Eso que cada uno, desde la libertad, se lo conteste:

¿A cambio de qué? ¿A qué precio? ¿Qué pongo de mí a cambio de obtener esto? ¿De qué sirve? ¿Me llena? ¿Me prostituye? ¿Qué cubro? ¿Qué entrego? ¿Para qué?

“Entonces no lloraré el día que te vayas, sabré que he hecho un servicio contigo y por mí.”

Tratamiento floral:

Cerato, la Ceratostigma willmottiana (azul), nos aporta la confianza interior, el propio conocimiento, la intuición, la certidumbre (palabra que solemos utilizar más bien cuando nos referimos a su polo opuesto).
Si definiéramos esta flor de Bach en positivo nos destacaría la palabra SABIDURÍA por encima de la ignorancia, no como falta de conocimiento EXTERNO, sino referida a la falta de conocimiento INTERIOR. Un término que deberíamos tener mucho más en cuenta de lo que lo tenemos.

¿Cuán ignorantes internos somos? ¿Qué sabemos realmente de nosotros mismos que no sea fruto de tu mente?

Creo que todos nos hemos respondido rápido.
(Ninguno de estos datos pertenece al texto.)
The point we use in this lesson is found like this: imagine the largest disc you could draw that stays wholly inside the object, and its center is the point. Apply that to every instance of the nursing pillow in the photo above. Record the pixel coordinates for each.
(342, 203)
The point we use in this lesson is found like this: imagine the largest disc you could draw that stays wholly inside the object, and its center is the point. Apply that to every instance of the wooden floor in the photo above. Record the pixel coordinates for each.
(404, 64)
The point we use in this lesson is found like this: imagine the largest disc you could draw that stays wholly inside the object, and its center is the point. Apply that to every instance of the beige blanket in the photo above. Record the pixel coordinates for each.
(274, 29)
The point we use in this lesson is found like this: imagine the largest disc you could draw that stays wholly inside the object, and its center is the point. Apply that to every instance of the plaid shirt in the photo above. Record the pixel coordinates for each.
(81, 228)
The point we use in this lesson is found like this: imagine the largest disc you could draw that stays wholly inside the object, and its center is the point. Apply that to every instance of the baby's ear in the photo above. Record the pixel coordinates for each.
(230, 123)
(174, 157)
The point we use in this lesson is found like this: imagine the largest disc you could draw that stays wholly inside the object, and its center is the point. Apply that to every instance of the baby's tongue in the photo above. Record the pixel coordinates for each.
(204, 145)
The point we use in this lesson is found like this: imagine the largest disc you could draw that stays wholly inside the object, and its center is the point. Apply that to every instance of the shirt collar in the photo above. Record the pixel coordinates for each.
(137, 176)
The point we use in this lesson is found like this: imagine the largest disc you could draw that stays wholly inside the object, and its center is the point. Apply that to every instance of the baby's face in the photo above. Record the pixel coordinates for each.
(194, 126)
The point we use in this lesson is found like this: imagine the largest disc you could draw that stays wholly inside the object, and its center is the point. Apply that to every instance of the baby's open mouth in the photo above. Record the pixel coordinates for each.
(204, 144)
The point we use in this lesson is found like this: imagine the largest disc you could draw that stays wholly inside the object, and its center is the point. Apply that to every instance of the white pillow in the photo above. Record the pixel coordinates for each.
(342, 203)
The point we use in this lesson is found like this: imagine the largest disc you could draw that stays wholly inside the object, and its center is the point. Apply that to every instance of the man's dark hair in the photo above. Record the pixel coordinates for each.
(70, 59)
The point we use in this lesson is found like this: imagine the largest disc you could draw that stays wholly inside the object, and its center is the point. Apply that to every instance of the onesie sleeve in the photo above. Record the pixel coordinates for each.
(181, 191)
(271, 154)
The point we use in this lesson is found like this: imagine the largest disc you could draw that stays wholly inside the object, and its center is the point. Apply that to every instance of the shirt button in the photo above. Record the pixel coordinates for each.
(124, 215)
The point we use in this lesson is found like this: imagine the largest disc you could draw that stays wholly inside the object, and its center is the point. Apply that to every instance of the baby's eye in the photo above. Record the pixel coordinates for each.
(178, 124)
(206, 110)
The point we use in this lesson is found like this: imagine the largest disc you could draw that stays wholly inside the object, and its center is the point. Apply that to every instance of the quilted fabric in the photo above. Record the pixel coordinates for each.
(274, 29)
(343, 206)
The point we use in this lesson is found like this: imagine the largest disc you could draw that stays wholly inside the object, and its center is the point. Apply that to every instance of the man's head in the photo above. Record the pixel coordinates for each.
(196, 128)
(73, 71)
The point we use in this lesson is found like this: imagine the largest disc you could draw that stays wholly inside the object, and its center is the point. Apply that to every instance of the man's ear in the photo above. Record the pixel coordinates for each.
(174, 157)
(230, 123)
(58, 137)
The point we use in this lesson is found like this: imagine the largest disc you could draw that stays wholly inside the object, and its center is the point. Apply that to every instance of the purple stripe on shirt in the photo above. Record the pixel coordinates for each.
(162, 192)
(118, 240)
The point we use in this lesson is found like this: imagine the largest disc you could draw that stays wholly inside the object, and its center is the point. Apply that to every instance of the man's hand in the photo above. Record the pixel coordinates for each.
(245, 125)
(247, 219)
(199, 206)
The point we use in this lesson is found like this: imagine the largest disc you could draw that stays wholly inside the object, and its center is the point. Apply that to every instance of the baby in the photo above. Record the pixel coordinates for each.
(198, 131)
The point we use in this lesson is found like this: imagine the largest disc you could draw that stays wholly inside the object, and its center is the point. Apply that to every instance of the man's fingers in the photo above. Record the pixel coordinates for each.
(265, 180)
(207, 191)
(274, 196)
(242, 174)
La incertidumbre sobre uno mismo, nos lleva ha invalidar lo que uno cree que sabe de si mismo y depender en exceso del consejo de los otros.
La certeza interior es algo que se consigue a base de escuchar el alma y el cuerpo, de conectar con la voz interna de una sabiduría más allá de todo conocimiento intelectual.